Scene: On Monaro.
Dramatis Personae
Shock-headed blackfellow,
Boy, (on a pony).
Snowflakes are falling
Gentle and slow.
Youngster says, “Frying Pan,
What makes it snow?”
Frying Pan, confident,
makes the reply–
“Shake ‘im big flour bag
Up in the sky!”
“What! When there’s miles of it?
Surely that’s brag.
Who is there strong enough
Shake such a bag?”
“What parson tellin’ you,
Ole Mr Dodd,
Tell you in Sunday School?
Big pfeller God!
Him drive ‘im bullock dray,
Then thunder go;
Him shake ‘im flour bag–
Tumble down snow!”
(A.B. Patterson)
Even when the above was written, there was an emerging awareness of the sophistication of aboriginal theology, though there were few white Australians ever admitted to its secrets. Even so, it pleased Patterson’s audience to read of this simple and ignorant “shock headed blackfellow.”

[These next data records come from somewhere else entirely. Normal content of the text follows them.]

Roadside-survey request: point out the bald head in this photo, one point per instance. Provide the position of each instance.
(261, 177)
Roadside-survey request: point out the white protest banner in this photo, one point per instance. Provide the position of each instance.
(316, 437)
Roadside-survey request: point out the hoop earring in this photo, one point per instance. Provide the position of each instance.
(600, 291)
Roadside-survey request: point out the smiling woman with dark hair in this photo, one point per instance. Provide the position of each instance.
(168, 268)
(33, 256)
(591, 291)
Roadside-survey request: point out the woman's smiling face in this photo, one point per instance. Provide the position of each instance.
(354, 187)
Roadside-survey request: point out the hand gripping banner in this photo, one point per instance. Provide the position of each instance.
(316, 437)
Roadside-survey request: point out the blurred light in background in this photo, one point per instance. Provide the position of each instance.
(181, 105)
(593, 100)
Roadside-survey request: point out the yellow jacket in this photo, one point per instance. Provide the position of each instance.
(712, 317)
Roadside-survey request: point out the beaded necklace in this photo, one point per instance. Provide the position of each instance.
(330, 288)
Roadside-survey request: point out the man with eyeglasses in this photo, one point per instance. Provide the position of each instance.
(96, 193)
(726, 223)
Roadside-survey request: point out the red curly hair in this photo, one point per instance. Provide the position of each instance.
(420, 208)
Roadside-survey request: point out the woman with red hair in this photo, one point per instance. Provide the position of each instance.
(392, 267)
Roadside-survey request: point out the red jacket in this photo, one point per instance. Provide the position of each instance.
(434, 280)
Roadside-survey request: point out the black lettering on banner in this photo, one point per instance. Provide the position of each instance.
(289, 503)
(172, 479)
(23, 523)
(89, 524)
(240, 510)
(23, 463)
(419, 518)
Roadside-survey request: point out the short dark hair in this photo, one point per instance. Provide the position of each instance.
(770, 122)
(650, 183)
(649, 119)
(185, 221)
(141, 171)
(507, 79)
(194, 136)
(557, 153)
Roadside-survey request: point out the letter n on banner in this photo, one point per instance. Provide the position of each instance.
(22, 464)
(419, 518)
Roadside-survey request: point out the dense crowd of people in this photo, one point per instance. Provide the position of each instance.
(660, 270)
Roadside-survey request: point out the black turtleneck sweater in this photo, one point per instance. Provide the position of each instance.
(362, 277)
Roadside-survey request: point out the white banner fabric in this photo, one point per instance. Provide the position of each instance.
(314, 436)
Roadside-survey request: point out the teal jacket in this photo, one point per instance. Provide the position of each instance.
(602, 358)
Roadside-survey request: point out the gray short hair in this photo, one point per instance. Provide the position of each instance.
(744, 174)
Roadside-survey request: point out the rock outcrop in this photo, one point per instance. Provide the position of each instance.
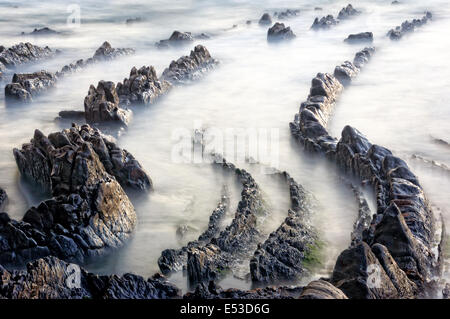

I preface these notes with the poem because in a number of ways I relate to Frying Pan. I am setting out to forge a systematic personal theology and I am arrogant enough to attempt it without formal training, or even an understanding of what many fine intellects and spirits have achieved before me.
What is more, I am writing of my own spiritual experience. I am writing about phenomena that are personal and real to me. It seems to me pointless to speculate on matters that I cannot yet relate to my own experience. Like the notional Frying Pan, the limits of my experience will be obvious.